No wonder the nominating process has degenerated into a juvenile snark session not dissimilar to a blog war. And, with Romney the clear frontrunner, what the whole campaign boils down to is this: Is Mitt secretly a “dreaded moderate”?
Let’s leave aside the dubious nature of political terminology — everyone has their own definitions of moderate and conservative — and turn to the Tenth Amendment, which has been frequently referenced in the campaign by Rick Perry, among others. If we are believers in the Tenth Amendment, it would seem we should also believe that the governor of a state should, at least to a reasonable degree, be responsible to the electorate of the state that elected him. It goes without saying that the electorates of Texas and Massachusetts, for example, are not the same. A governor in each of those states is only working within certain parameters.

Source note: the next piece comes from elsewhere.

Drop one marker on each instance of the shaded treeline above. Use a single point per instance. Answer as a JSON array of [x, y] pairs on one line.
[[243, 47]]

Working within that general framework of being responsible to the voters of his state that elected him, Romney’s claim to have been conservative would seem to be justified. Furthermore, if and when he is elected by the voters of the United States, his responsibilities would be different and, in all likelihood, he would be responsible to all the people. In specific, the voters of Massachusetts probably wanted Romneycare or something similar. The voters of the USA did NOT want Obamacare. So when Romney says he will repeal Obamacare, he is being consistent. He is following the will of the people in a democratic republic.
Now I realize there are times when a leader should not follow the will of the people. But in general it’s not a bad idea. At least he should be able to communicate well enough to bring the people around to his view. Obama has obviously failed at this.
If the Fat Lady sings early in South Carolina, it’s Mitt Romney’s turn to start addressing the people of America, a bigger and yet more important test than the internecine rivalries of the Republican Party.
Bryan Preston and I will be down in South Carolina following the story.